According to foreign media reports, Google had previously said that they had made a breakthrough in the field of speech recognition, reducing the error rate to 30%. However, recently, IBM announced on their official website that they have set a new record for their own speech recognition, with an error rate of only 5.5%, which is another improvement compared with 6.9% last year.

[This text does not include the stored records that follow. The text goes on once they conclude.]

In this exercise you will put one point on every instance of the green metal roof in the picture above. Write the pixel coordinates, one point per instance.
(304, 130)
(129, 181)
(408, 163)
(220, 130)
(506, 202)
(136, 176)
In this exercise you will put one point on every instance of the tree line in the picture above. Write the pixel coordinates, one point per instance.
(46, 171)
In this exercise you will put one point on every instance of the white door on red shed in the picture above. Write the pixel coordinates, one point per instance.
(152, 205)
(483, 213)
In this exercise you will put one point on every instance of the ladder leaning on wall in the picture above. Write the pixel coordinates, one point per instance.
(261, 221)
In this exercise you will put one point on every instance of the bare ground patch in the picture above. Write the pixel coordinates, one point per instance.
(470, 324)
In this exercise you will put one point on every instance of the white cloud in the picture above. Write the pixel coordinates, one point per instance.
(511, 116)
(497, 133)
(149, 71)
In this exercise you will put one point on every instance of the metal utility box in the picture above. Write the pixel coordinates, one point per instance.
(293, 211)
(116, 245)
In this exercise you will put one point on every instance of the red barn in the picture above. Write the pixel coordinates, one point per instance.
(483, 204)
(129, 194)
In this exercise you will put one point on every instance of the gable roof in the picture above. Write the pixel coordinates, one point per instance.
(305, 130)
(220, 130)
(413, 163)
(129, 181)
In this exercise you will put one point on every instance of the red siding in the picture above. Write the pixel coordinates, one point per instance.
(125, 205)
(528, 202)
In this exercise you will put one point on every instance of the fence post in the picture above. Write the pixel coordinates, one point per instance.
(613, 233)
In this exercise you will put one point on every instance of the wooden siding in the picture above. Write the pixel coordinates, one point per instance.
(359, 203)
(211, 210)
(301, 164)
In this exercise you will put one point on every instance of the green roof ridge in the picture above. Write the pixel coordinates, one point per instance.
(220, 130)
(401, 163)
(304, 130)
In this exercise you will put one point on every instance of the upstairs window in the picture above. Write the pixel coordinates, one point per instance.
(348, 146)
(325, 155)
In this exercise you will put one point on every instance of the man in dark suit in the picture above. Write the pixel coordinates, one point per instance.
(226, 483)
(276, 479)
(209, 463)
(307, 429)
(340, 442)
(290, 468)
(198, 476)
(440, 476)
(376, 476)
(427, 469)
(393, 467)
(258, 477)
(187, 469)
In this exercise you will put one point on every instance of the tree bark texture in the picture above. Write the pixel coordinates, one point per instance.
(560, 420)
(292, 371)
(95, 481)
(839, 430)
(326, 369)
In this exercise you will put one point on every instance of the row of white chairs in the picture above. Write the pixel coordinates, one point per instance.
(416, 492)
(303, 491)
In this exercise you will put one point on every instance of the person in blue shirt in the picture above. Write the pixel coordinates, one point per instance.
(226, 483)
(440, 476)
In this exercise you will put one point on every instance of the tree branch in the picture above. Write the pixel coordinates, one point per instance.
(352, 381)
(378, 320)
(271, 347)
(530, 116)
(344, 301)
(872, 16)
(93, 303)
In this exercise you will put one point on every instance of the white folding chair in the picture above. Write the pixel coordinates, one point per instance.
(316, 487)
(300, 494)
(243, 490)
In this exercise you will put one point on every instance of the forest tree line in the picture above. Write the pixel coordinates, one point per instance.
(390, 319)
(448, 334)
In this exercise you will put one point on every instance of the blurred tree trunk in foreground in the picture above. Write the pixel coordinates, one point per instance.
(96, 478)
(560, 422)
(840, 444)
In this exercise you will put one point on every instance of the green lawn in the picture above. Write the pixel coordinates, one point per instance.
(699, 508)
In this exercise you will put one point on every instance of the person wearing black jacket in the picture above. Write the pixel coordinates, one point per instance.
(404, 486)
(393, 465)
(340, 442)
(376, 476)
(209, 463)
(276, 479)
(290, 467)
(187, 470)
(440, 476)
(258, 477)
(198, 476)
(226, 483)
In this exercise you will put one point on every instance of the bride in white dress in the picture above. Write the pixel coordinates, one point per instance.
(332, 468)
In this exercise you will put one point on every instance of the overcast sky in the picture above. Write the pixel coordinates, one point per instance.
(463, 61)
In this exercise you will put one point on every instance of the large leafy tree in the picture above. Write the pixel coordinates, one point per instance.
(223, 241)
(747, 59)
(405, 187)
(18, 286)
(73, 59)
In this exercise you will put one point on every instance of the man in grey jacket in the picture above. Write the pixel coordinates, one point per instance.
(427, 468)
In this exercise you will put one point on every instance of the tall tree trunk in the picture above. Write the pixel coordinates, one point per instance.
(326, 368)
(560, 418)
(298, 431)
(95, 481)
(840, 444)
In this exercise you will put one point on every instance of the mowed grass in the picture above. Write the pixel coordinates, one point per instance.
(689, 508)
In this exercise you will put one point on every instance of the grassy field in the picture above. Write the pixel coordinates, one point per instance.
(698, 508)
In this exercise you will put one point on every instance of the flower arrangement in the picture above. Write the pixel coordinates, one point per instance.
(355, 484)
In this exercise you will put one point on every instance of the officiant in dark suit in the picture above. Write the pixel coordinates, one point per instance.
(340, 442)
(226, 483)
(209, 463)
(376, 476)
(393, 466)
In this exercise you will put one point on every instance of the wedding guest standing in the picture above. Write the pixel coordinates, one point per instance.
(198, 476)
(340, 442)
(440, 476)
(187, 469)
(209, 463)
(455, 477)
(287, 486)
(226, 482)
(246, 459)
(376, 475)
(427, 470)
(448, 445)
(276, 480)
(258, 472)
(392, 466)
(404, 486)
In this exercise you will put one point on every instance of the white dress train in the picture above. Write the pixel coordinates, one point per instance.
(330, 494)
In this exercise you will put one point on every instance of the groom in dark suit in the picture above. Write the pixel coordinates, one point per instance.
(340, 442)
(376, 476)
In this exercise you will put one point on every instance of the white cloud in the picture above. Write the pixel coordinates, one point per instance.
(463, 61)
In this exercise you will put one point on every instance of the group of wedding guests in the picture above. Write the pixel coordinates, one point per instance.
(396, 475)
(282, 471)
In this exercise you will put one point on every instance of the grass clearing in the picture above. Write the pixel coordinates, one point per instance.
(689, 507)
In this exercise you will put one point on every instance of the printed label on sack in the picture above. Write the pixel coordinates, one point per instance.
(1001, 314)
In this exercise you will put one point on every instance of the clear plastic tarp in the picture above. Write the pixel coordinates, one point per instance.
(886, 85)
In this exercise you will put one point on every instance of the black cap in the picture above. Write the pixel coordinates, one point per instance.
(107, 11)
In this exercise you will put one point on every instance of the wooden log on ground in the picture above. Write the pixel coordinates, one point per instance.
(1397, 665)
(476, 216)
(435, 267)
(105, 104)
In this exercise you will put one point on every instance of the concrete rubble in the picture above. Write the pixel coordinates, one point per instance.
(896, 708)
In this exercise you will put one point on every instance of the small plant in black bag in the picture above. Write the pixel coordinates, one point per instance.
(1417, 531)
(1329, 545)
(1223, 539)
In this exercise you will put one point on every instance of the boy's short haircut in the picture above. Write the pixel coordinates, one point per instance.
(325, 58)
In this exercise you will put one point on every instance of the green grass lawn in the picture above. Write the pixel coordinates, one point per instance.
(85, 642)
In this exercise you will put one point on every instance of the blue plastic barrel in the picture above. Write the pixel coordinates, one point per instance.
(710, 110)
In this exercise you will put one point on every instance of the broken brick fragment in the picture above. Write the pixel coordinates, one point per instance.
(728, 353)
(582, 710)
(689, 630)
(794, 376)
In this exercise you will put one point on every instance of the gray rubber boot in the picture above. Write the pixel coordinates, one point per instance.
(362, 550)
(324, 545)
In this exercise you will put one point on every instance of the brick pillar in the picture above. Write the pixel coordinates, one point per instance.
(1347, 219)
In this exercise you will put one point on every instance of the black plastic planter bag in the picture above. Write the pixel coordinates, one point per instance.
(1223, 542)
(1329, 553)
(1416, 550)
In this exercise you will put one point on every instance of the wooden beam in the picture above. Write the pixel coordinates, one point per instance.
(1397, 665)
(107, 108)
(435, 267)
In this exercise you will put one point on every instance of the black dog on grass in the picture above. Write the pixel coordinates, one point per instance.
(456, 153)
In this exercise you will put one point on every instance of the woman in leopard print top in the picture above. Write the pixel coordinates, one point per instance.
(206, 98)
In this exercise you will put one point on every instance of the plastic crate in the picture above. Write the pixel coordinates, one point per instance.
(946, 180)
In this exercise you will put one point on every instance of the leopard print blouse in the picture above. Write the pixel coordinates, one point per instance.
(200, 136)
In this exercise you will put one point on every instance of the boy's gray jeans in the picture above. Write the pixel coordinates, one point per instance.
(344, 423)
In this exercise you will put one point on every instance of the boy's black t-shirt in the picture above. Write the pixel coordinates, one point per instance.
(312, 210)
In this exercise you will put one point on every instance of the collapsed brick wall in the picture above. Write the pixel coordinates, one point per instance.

These are mainly tested in very difficult speech recognition tasks, recording the results of daily conversations between people, such as “buying a car”. This recorded corpus, called “switchboard”, has been used to test speech recognition systems for more than 20 years. It is very rare to get an error rate of 5.5% through this database.
Earlier, Jeff Dean, a senior researcher at Google, said at the AI frontiers summit that Google had reduced the word error rate (WER) of speech recognition by more than 30% since 2012. Word error rate refers to the error rate when Google transcribes a word from speech into text.
Dean said the decline in word error rates was due to the use of neural networks, a system used by Google and other companies in deep learning. Researchers use a large amount of data to train neural networks, such as speech clips, and then ask them to infer new data. Google first used neural network in speech recognition in 2012, when the “jelly bean” Android system was released. Google doesn’t often discuss the company’s progress in speech recognition technology, which affects more and more Google products, from Google home smart speaker to gboard input method.